I recently found this out only too clearly following the deaths of both my parents in quick succession.
At the start of last year we knew my Mother was still very delicate health wise, having had a major heart operation the year before.
We were not remotely prepared though for the sudden death of my Father from a heart attack in Spring. As one of his neighbours commented on the day he died, ‘when we saw the ambulance we thought your mother had taken a turn for the worse, we didn’t think for one moment it could be your Father’.
But so it was, Dad had died. Having been together since school days, married for more years than they cared to remember, my parents were devoted to each other. It was so hard therefore for Mum with Dad gone. She rallied though and initially seemed to be dealing with the grief and as she would put it ‘pulling herself together’.

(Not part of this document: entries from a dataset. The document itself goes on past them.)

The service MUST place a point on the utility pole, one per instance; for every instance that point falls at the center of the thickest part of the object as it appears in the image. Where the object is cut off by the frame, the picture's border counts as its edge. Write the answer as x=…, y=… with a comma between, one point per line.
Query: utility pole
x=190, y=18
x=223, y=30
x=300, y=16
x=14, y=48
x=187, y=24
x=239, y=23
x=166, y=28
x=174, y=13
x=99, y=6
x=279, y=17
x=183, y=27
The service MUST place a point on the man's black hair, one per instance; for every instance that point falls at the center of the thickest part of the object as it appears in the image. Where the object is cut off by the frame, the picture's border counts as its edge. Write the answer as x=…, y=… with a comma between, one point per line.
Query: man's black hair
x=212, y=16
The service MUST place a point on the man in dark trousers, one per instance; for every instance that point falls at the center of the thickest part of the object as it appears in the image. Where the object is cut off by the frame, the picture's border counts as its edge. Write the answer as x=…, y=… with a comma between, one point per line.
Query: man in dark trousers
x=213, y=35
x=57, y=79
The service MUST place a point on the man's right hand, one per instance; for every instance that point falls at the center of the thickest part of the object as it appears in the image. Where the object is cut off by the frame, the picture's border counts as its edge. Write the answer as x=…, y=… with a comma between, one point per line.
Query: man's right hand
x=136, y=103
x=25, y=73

But through this grief stricken time, it became clear very quickly that we, as the children, needed to step in to help with personal finance matters. Mum was of the old school and left all that to my father so, whilst willing to get involved, Mum needed help. Fortunately Dad had kept very good financial records which helped us enormously.
We still had a lot to learn and do though as we kept on top of the bills and money owed as well as got a handle on wider investments and such as insurance policies that were in place. We also of course had to make sure that Mums Will was updated to reflect the loss of Dad. There was probate to initiate too.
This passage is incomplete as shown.